Il 21 di dicembre, che sarebbe stato il Solstizio d’inverno, pioveva; poi era Natale, Capodanno… e abbiamo deciso per il 4 gennaio. Abbiamo, chi? Boh, non importa: un gruppo di amici, in testa Francesco Cuteri. E abbiamo volentieri accettato l’ospitalità del lido S. Domenico, per essere a riparo da dispettosi mutamenti d’umore delle nuvole. La fascinosa voce di Claudio Rombolà ha recitato al meglio questi miei versi.

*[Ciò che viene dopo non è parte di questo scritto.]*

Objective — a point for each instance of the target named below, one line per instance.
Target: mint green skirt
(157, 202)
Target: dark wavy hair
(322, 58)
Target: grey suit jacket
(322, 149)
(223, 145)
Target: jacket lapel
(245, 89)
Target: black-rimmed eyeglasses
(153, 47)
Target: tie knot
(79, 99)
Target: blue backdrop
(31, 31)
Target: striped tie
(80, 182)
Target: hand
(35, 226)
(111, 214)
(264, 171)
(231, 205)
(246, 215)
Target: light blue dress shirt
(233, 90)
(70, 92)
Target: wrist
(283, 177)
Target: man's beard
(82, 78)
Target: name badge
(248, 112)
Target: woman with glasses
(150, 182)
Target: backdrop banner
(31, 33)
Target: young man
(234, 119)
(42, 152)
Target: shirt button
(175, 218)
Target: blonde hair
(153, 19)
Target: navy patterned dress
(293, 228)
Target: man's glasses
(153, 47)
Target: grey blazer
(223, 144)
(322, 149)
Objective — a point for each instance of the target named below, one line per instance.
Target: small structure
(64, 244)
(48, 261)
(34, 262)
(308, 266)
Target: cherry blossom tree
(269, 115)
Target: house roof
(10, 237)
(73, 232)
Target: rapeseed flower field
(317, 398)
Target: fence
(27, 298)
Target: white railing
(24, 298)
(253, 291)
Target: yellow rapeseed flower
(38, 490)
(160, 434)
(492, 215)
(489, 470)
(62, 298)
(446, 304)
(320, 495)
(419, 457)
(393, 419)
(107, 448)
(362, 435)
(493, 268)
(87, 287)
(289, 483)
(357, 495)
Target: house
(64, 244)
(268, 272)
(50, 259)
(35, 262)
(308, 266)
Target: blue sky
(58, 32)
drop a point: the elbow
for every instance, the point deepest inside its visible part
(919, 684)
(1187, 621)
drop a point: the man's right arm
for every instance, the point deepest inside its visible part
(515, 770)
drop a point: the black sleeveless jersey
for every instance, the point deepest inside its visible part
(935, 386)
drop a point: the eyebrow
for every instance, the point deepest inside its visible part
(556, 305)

E infine, “riconoscendoci un popolo”, assieme abbiamo salutato simbolicamente il ritorno della luce.
Solstizio
Nell’ultimo tiepido autunno, tra tronchi spogliati di fronde,
quando la spinosa castagna non più offre il molle midollo,
e cadono i pomi succosi che non potemmo raccogliere;
lungo i solchi neri ove giace la semina, fatica dei buoi,
affretta il ritorno il viandante, e avvolge il mantello alle spalle,
guardando mancare la Luna; e il marinaio sapiente
temette il segno avverso di Orione, e trasse sulla spiaggia la nave.
Nella salda casa di pietra, eredità degli antichi,
riparo di turbini e tuoni, percossa da sibili e fulmini,
a noi è consolazione la brace, e ravvivare la fiamma
con legna asciutta; e la forza del succo degli acini pieni,
schiacciati da piedi veloci, fugace rimedio del freddo.
A noi cui nel cuore e negli occhi discolorava la terra,
e più fievole apparve l’azzurro, velato di manti di nuvole,
e rare si affacciano ancora nelle cupe sere le stelle;
a noi insinuava paura il giorno ogni giorno più pallido,
inquieto indizio di fine – per il desiderio di vivere
fuggiamo l’artiglio tenace, la dissoluzione del sangue,
e la dimenticanza dell’alba, dei sogni, delle ore di pena,
del fuoco di guerra, dei dolci inganni intrecciati d’amore;
e il buio ci è figura di abisso, e scendere nei putridi luoghi
e polvere di lungo abbandono – a noi le membra contaminano
il rapido vento dei monti, e l’umida bruma del mare,
e la fitta pioggia, e la grandine precorrono il silenzio e la neve.
Dall’alba alla sera un istante compare e svanisce il chiarore,
e lamentiamo le grevi nebbie del giorno e dell’animo,
brevissimo il dì, e lunga lenta trascorre mestizia sottile
come un serpente nel petto, che non sappiamo scacciare.
Noi ora levando le mani a chi è solo Signore dell’essere,
che è molti nomi e potenze, e di tutto l’alfa e l’omega,
che ha disseminato benigno dovunque ogni aspetto di vita,
che, somma sapienza e saggezza, governa l’universo e ciascuno,
e il Sole ne è corona regale; e assegna l’inizio e la fine,
noi che ora conosciamo l’angoscia che innalza, ed il pungolo acuto,
che spinge ai confini del mondo e oltre le porte del cosmo,
noi foglie di ramo caduto e frecce di arco spezzato,
noi indocili servi, noi zolla desiderosa di cielo,
ciascuno di noi solo e uno, e riconoscendoci un popolo,
temiamo non sia eterna la notte, non cessi il continuo circolo
che è misurazione del tempo e nostro dominio del mondo,
e con i moti fissi degli astri già diamo a un altro anno altro nome,
e ciascuno di noi conta i giorni sperando la sera, preghiamo
non sia trionfante la notte; e, vincitrice suprema,
domani come nuova speranza, ritorni per i vivi nelle anime,
come ora assieme invochiamo, per ansia e per gioia, la luce.
Grazie a tutti quelli che sono stati presenti, e a chi ha parlato di un momento di “magia”.